Cox Patrick H, Riesenhuber Maximilian
Department of Neuroscience, Georgetown University Medical Center, Washington, DC 20007.
Department of Neuroscience, Georgetown University Medical Center, Washington, DC 20007
J Neurosci. 2015 Oct 21;35(42):14148-59. doi: 10.1523/JNEUROSCI.1211-15.2015.
The ability to recognize objects in clutter is crucial for human vision, yet the underlying neural computations remain poorly understood. Previous single-unit electrophysiology recordings in inferotemporal cortex in monkeys and fMRI studies of object-selective cortex in humans have shown that the responses to pairs of objects can sometimes be well described as a weighted average of the responses to the constituent objects. Yet, from a computational standpoint, it is not clear how the challenge of object recognition in clutter can be solved if downstream areas must disentangle the identity of an unknown number of individual objects from the confounded average neuronal responses. An alternative idea is that recognition is based on a subpopulation of neurons that are robust to clutter, i.e., that do not show response averaging, but rather robust object-selective responses in the presence of clutter. Here we show that simulations using the HMAX model of object recognition in cortex can fit the aforementioned single-unit and fMRI data, showing that the averaging-like responses can be understood as the result of responses of object-selective neurons to suboptimal stimuli. Moreover, the model shows how object recognition can be achieved by a sparse readout of neurons whose selectivity is robust to clutter. Finally, the model provides a novel prediction about human object recognition performance, namely, that target recognition ability should show a U-shaped dependency on the similarity of simultaneously presented clutter objects. This prediction is confirmed experimentally, supporting a simple, unifying model of how the brain performs object recognition in clutter.

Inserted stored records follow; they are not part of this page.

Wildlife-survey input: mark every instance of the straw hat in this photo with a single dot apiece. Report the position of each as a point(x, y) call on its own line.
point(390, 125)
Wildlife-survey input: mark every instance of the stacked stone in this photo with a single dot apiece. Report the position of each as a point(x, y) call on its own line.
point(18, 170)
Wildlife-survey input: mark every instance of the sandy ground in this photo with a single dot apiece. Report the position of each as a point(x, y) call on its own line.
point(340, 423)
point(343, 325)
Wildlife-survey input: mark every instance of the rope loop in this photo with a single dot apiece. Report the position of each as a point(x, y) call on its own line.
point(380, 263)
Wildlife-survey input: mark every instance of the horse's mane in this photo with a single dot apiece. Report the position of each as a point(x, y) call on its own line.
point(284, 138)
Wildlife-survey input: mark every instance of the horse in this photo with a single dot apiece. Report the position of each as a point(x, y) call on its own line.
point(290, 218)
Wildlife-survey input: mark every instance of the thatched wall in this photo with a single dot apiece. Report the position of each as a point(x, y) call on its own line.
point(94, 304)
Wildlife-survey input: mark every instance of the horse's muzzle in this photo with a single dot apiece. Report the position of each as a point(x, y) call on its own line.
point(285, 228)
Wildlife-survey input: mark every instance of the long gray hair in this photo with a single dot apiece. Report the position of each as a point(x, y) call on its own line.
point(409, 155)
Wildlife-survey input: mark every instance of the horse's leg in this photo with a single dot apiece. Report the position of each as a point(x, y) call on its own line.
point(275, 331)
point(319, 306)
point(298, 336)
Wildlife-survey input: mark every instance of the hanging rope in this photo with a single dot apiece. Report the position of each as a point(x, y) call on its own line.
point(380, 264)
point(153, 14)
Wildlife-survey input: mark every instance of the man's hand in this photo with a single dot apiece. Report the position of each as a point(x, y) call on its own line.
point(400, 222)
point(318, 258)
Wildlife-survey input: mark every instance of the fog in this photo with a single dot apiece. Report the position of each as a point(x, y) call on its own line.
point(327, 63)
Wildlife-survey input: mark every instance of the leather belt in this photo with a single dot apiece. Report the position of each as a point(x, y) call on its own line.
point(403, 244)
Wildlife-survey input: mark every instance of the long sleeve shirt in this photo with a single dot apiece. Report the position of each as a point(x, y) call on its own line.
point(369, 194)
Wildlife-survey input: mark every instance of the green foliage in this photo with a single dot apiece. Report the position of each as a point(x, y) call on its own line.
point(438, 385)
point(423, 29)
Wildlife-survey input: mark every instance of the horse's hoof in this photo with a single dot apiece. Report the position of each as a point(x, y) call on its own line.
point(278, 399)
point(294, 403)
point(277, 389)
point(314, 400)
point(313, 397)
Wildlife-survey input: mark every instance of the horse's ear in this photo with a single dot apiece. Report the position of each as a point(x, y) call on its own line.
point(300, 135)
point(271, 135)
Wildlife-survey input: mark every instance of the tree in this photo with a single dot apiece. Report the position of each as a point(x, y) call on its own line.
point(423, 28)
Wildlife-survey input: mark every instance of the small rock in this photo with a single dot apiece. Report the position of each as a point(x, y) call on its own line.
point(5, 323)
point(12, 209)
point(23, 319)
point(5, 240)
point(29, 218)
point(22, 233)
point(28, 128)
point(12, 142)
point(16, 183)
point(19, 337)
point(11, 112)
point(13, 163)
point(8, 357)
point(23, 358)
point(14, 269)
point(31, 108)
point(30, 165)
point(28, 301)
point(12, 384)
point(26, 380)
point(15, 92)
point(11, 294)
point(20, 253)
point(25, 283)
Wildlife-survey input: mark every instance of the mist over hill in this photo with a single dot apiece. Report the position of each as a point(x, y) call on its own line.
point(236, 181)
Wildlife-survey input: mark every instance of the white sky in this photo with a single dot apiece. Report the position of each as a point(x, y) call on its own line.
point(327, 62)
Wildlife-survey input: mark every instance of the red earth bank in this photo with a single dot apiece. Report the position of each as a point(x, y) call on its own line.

The neural mechanisms underlying object recognition in cluttered scenes (i.e., containing more than one object) remain poorly understood. Studies have suggested that neural responses to multiple objects correspond to an average of the responses to the constituent objects. Yet, it is unclear how the identities of an unknown number of objects could be disentangled from a confounded average response. Here, we use a popular computational biological vision model to show that averaging-like responses can result from responses of clutter-tolerant neurons to suboptimal stimuli. The model also provides a novel prediction, that human detection ability should show a U-shaped dependency on target-clutter similarity, which is confirmed experimentally, supporting a simple, unifying account of how the brain performs object recognition in clutter.
在杂乱环境中识别物体的能力对人类视觉至关重要,但其潜在的神经计算仍知之甚少。先前在猴子颞下皮质进行的单神经元电生理记录以及对人类物体选择性皮质的功能磁共振成像研究表明,对成对物体的反应有时可以很好地描述为对组成物体反应的加权平均值。然而,从计算的角度来看,如果下游区域必须从混淆的平均神经元反应中解开未知数量的单个物体的身份,那么尚不清楚如何解决杂乱环境中物体识别的挑战。另一种观点是,识别基于对杂乱具有鲁棒性的神经元亚群,即,在存在杂乱的情况下不显示反应平均,而是显示鲁棒的物体选择性反应。在这里,我们表明,使用皮质中物体识别的HMAX模型进行的模拟可以拟合上述单神经元和功能磁共振成像数据,表明类似平均的反应可以理解为物体选择性神经元对次优刺激反应的结果。此外,该模型展示了如何通过对选择性对杂乱具有鲁棒性的神经元进行稀疏读出实现物体识别。最后,该模型对人类物体识别性能做出了一个新的预测,即目标识别能力应该对同时呈现的杂乱物体的相似度呈现U形依赖。这一预测得到了实验证实,支持了一个关于大脑如何在杂乱环境中进行物体识别的简单统一模型。
杂乱场景(即包含多个物体)中物体识别的神经机制仍知之甚少。研究表明,对多个物体的神经反应对应于对组成物体反应的平均值。然而,尚不清楚如何从混淆的平均反应中解开未知数量物体的身份。在这里,我们使用一个流行的计算生物视觉模型来表明,类似平均的反应可能是耐杂乱神经元对次优刺激反应的结果。该模型还提供了一个新的预测,即人类检测能力应该对目标 - 杂乱相似度呈现U形依赖,这一预测得到了实验证实,支持了一个关于大脑如何在杂乱环境中进行物体识别的简单统一解释。